If we consider the multiple linear regression with intercept:

$$y = \alpha + \beta_1x_1 + \cdots + \beta_nx_n,$$

it is the well-know formula of solution:

$$\theta = (M^TM)^{-1}M^Ty.$$

Here

  1. $\theta = (\alpha, \beta^T)^T,$ $\alpha$ is intercept; $\beta = (\beta_1,\cdots,\beta_n).$

  2. $$M=\begin{pmatrix}
    1 & x_{12} & \cdots & x_{1m}\\
    1 & x_{22} & \cdots & x_{2m}\\
    \vdots & \vdots & \vdots & \vdots\\
    1 & x_{N2} & \cdots & x_{Nm}
    \end{pmatrix}=(e,X),$$

    is the extended sample matrix.

Now I want to expand $\hat{\theta}$ to get the closed form of $\beta.$ Compared with simple simple linear regression, I guess the formula of $\beta$ is just the solution of linear regression without intercept under the centralized sample $y_c,X_c:$

$$\beta = (X_c^TX_c)X_c^Ty_c.$$

$X_c,y_c$ is centralized sample matrix of $X,y.$

Is there any easy way to proof it? Since it is related to the inverse of block matrix, which seems a little bit complicate.

Best Answer

Think of your observations as a bunch of points in the $n+1$ dimension space. You are trying to find a hyperplane to minimize the sum of vertical distance (to this plane) squared.
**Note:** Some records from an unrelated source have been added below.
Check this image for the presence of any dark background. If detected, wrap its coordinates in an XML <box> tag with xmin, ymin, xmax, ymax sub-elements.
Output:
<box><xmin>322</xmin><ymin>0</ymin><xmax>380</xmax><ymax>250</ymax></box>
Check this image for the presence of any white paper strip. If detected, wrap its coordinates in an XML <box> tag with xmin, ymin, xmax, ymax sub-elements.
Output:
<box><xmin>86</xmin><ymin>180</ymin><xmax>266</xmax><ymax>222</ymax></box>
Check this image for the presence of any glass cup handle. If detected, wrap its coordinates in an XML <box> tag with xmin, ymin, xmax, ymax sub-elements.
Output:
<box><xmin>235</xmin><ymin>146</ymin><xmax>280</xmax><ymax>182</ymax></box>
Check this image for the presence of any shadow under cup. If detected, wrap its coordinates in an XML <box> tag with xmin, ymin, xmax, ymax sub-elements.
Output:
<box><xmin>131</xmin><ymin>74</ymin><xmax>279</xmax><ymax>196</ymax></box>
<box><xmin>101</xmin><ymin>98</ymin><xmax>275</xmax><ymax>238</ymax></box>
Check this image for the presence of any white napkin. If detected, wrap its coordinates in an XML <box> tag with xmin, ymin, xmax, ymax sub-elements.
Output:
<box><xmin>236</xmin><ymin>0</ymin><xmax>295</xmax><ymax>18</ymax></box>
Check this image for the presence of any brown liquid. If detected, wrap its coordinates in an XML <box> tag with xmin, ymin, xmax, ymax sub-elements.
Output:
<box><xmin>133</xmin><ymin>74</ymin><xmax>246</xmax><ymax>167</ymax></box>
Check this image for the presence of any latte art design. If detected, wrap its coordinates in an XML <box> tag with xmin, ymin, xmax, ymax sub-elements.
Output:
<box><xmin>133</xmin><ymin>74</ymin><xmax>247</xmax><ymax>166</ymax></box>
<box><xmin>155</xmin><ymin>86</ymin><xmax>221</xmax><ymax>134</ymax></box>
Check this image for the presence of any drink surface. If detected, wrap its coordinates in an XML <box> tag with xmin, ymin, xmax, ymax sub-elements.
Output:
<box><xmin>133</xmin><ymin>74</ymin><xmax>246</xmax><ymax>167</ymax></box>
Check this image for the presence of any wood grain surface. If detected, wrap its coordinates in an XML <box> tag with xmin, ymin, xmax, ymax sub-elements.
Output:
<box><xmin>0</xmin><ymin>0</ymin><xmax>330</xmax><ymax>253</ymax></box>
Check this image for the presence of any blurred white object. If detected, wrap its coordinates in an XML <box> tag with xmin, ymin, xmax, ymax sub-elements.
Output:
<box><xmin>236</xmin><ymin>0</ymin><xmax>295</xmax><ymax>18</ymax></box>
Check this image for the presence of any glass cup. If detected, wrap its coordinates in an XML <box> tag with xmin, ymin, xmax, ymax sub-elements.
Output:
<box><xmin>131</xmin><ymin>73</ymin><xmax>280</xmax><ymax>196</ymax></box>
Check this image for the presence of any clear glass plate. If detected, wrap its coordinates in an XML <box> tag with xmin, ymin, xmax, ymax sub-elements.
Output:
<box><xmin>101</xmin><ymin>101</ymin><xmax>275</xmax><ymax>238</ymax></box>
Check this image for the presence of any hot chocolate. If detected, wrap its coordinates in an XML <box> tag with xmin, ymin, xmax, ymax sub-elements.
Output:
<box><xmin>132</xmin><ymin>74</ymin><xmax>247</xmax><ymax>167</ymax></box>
For any candidate slopes $\beta_1, ..., \beta_n$, the first order derivative on $\alpha$ shows that the optimal $\alpha$, for such $\beta_1, ..., \beta_n$, must ensure the hyperplane go through the "center of gravity" of all these points, defined as $(\bar{x_1}, ..., \bar{x_n}, \bar{y})$.

Therefore, OLS hyperplane must go thru the "center of gravity".

Among all hyperplanes going thru the "center of gravity", the one that minimizes vertical distance squared is the one you wrote down.

Edit: Direct matrix algebra proof:

Let $\vec{1}$ be the $T$ by 1 vector of 1. Original OLS: $Y = (\vec{1}, X) (\alpha, \beta^T)^T$.

Notice that $Y_c = (I - \frac{1}{T}\vec{1}{\vec{1}}^T)Y$; and $X_c = (I - \frac{1}{T}\vec{1}{\vec{1}}^T)X$; and $I - \frac{1}{T}\vec{1}{\vec{1}}^T$ is idempodent.

Carry out the block inverse https://en.wikipedia.org/wiki/Block_matrix (use the last expression there-within, with the inverse expressed as a product, right above the reference to Weistein-Aronszajin identity). The rest follows easily.